Friday, June 01, 2007

Oblique strategies







impossible songs



impossible songs


Thursday.

Spent the evening at OOTB, some decent performances and a few quite unique acts and approaches. How about 15minutes of open mike tabla drum playing (in the Hindu style) or a guitarist who also plays bells with his feet or a Canadian visitor who proudly told us what tuning he was using for every song and which string was which? Got home in a zombie state at about 00.30, drank a yogurt and promptly fell asleep, deeply. This was in itself quite fortunate as I missed the cat bringing at mouse into the room in the wee small hours, an unwelcome but well meant present for Ali once again.


Friday

The first day of June and rain and sun were the order of the day. As I was home all day I decided to mess around with guitars and the PA and worked a few things out and practised a set for the Ferry Fringe next weekend. The dining room is a complete mess as a result. One thing I’ve realised is that you can never have enough leads and you never ever have the correct combination of jacks and adaptors that you want (unless you are in Martin’s studio in Germany).

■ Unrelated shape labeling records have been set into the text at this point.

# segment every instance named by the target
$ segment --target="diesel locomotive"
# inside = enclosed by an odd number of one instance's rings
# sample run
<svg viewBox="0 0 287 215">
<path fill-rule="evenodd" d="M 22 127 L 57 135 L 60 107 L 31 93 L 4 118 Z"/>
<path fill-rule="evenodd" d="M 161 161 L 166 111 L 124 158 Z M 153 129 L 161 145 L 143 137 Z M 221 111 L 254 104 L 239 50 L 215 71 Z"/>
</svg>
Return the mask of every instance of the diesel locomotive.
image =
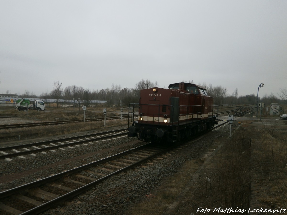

Below are a few odd thoughts recorded for whatever reason...

Writer's block material

Watching a garden full of rain and trying to connect, internally, conceptually with whatever is going on. Trying to force myself to make a plan for outcomes undecided. Carried on this ridiculous pillow of winds that finds me ever eager to move and not wallow and still hold on to a directionless compass. Spinning magnificent plates that care little for the efforts of their spinner as they overcome their own dizziness in an imaginary universe. I gawk at the broken pieces but don’t share anybody’s guilt. These plates were never mine and I did my best for then, for a short time. In my pocket is a tube of ceramic glue, guaranteed to fix broken china. I fumble with the eager tube, I hear that song from T’pau playing somewhere in the distance and I close my eyes. Some time elapses and I’m in back in my own skin, the broken plates are in the bin, carefully wrapped in newspaper and a chicken casserole is doing nicely in the oven, thank you.

The long drive home

I packed a mental suitcase with all the odds and ends and belongings that clearly don’t belong. Some are tired, some are folded and fresh, some dirty and mixed up; all retain a degree of strained usefulness however. I shall open it up and inspect and layout the contents carefully during the long drive home. Then I realise that if I’m driving I shall be unable to open the case, doing two separate things at one time is not my forte, I don’t do multi tasking. Only one answer, heave the mental suitcase out of the car window whilst doing 80 in the fast lane (I could do 80 in the slow lane). Only drivers on my wave length will notice the debris and what’s another lost suitcase. I can claim it on travel insurance.

Mindmap

I drew a map of my mind. A few oblique strategies entered into me and sat quietly in no particular order at the back. I wished a list of “isms” upon myself, all the isms in the world, all the black, white and shining bright isms cascading upon me. I drew a series of lines between each one to see the connections and reveal the patterns. “Fairytale Management”, somebody said. “Or something quite like it”. Of course I understood but grinning only slightly and thinly, (to hide my lost crown) I withdrew and allowed the lines to travel on by themselves. When I woke up they had all gone, but a fine layer of golden dust remained upon the table top.